Yesterday I noticed always in Greader the Rod Johnson’s post from Springsource.org Red Hat Reacts to SpringSource’s Leadership , I pointed my browser directly on the post, and I understood what is the new Red Hat product: The new application server is spring based, it seems to be a competitors for the spring dm and tc application server.
Reading the announcement seems that the failure of the J2EE stack for the enterprise applications is archived also in RH. Today few application actually needs an full J2EE stack, usually they needs only a servlet engine and some services as a JMS broker or/and an XA transaction manager.
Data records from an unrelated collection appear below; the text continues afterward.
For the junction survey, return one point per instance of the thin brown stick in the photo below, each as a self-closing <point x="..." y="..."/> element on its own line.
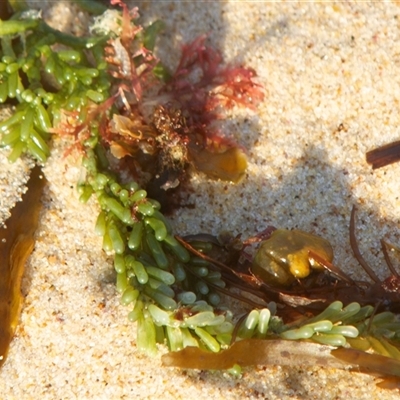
<point x="330" y="267"/>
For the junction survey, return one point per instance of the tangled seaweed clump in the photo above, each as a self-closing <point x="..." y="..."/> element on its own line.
<point x="97" y="90"/>
<point x="140" y="129"/>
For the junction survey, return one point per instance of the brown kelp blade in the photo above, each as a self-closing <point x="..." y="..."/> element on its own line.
<point x="255" y="352"/>
<point x="16" y="244"/>
<point x="370" y="363"/>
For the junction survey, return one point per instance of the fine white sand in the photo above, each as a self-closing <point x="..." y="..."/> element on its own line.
<point x="331" y="73"/>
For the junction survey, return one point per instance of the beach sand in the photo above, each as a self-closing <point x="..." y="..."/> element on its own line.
<point x="331" y="74"/>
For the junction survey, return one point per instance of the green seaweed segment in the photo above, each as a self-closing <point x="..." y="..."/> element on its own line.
<point x="172" y="295"/>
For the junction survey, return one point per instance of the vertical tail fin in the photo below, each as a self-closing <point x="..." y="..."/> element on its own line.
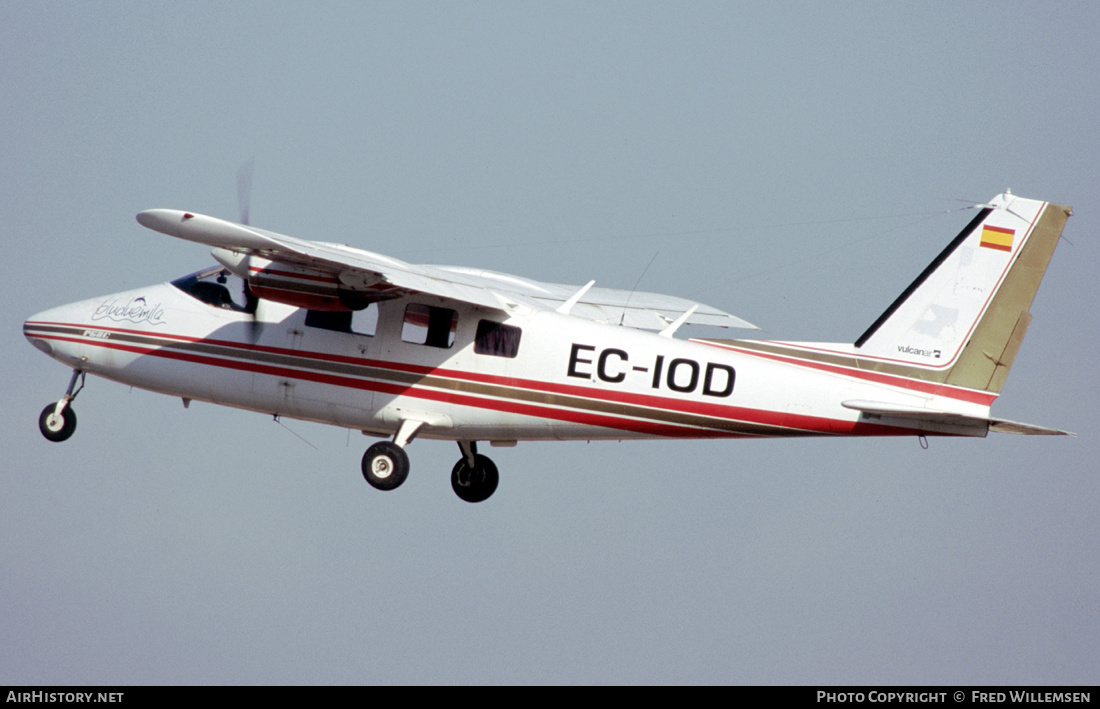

The functionalities that J2EE provides have been ignored since the first releases of the standard by the developers, and the reasons of that are the causes of the success of the spring framework : J2ee is too complex.
Writing an application using the pattern of a J2ee stack require a deep knowledge of the application server where the application will be deployed, and the deployment phase can be a nightmare, you have to fight with the class loader of the AS and with AS dependent descriptor files. if you are working in an environment where the separation of duties between developer and sysadmin is needed… a simple deployment could be a big mess.
The introduction of new paradigms as Service Oriented Architecture or Cloud Computing and technology as ESB and SCA, is the Coup de grâce for the J2EE. No matters where a service is deployed or how is implemented, you are free to choose, hence why don’t use a simple and real portable implementation: POJO.
Springsource makes the simplification of the J2ee stack its manifest, RH is going to follow the same path… the choice of IBM and Oracle are not yet defined… what will be ?
J2ee is (was) a standard defined throws steps shared with the developer community, the JCP influenced a lot the specification of J2EE; although it’s not an ISO or ECMA it’s standard de-facto, this assured a sort of portability between application server.
To add noise, Oracle bought SUN: now it’s the owner of the standard…
This can be the changing-game moment for Springsource, it can play the role of the independent third party and lead the transaction from J2ee to… whatever.
One such open source technology is the Spring Framework, a leading application framework that enables developers to quickly and easily create high quality applications for deployment into high-end application servers.
On the other side a simple search on developerworks it’s enough to understand that also IBM is not insensible to the Spring Framework appeal.
What will be in the enterprise application ? we will see. I hope that the new standard will be lead by the innovation not by the stock market. SpringSource is a good candidate.